Keine Wohnung und kein Haus ohne Holz, wobei ja viele Häuser (fast) komplett aus Holz gebaut werden. Deshalb
ist als Erstinformation sicherlich der Blick in unser Holzlexikon von Interesse. Ausführlich wird beschrieben, was man eigentlich
unter Gartenholz versteht, wobei hier auch der Begriff "Thermoholz" einer Erklärung bedarf, denn dieses Holz ist besonders für den
Garten geeignet.

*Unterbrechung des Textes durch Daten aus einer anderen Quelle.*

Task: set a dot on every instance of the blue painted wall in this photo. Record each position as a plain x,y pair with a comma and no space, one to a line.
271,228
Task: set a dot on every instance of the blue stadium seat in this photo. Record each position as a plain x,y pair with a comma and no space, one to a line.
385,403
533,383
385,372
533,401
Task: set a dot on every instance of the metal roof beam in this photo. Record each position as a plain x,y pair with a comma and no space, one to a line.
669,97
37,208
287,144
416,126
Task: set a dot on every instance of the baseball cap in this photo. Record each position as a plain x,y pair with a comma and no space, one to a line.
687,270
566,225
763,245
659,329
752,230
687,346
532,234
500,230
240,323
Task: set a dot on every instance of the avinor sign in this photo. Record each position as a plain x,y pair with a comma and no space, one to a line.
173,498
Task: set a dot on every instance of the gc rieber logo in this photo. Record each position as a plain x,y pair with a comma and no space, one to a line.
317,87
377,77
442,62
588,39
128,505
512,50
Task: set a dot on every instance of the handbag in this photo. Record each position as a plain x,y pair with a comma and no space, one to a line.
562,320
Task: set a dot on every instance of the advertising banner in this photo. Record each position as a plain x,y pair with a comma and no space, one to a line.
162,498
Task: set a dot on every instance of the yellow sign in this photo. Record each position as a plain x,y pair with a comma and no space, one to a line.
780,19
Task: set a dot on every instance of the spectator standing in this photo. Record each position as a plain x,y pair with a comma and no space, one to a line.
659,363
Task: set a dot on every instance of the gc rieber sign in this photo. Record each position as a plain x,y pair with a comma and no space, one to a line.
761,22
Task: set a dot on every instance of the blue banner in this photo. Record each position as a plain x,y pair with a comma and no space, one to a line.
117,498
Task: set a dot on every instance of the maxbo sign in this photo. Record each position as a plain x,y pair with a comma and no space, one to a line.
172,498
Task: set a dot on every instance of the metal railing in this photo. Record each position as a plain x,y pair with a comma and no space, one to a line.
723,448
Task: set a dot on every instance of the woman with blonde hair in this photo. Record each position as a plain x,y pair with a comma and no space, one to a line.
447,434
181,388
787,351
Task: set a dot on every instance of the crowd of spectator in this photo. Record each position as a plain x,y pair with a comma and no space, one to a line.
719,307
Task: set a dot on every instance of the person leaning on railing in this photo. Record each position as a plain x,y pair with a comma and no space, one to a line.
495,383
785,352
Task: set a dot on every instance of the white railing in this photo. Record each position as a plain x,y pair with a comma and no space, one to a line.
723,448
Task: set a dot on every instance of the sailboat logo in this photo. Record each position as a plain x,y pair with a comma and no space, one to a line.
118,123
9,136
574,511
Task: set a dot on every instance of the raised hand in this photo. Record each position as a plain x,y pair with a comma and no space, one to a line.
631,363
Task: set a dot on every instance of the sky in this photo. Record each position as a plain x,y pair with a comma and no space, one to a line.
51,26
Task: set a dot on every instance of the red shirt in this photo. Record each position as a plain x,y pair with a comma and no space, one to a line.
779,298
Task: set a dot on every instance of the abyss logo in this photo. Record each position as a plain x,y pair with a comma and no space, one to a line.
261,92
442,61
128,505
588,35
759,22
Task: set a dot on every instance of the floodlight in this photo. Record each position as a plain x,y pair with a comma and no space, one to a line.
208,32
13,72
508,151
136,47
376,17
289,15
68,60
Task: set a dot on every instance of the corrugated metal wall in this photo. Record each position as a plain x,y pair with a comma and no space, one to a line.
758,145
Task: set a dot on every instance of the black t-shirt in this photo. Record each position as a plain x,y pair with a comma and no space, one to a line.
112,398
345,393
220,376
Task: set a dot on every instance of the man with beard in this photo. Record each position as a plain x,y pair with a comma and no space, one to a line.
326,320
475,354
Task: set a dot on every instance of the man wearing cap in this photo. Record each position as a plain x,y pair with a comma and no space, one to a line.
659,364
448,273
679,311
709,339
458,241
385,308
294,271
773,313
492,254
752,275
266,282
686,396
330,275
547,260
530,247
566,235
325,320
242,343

Welche Klebstoffe und Leime braucht der Hobbytischler? Diese Frage wird in einem anderen Fachbeitrag behandelt -
wie auch Holzbausysteme für Wand, Decke und Dach erklärt werden. Und weil eine Fassadenbekleidung aus Holz immer beliebter wird,
könnte es nicht schaden, wenn Sie als Holzliebhaber/in diesen Beitrag lesen.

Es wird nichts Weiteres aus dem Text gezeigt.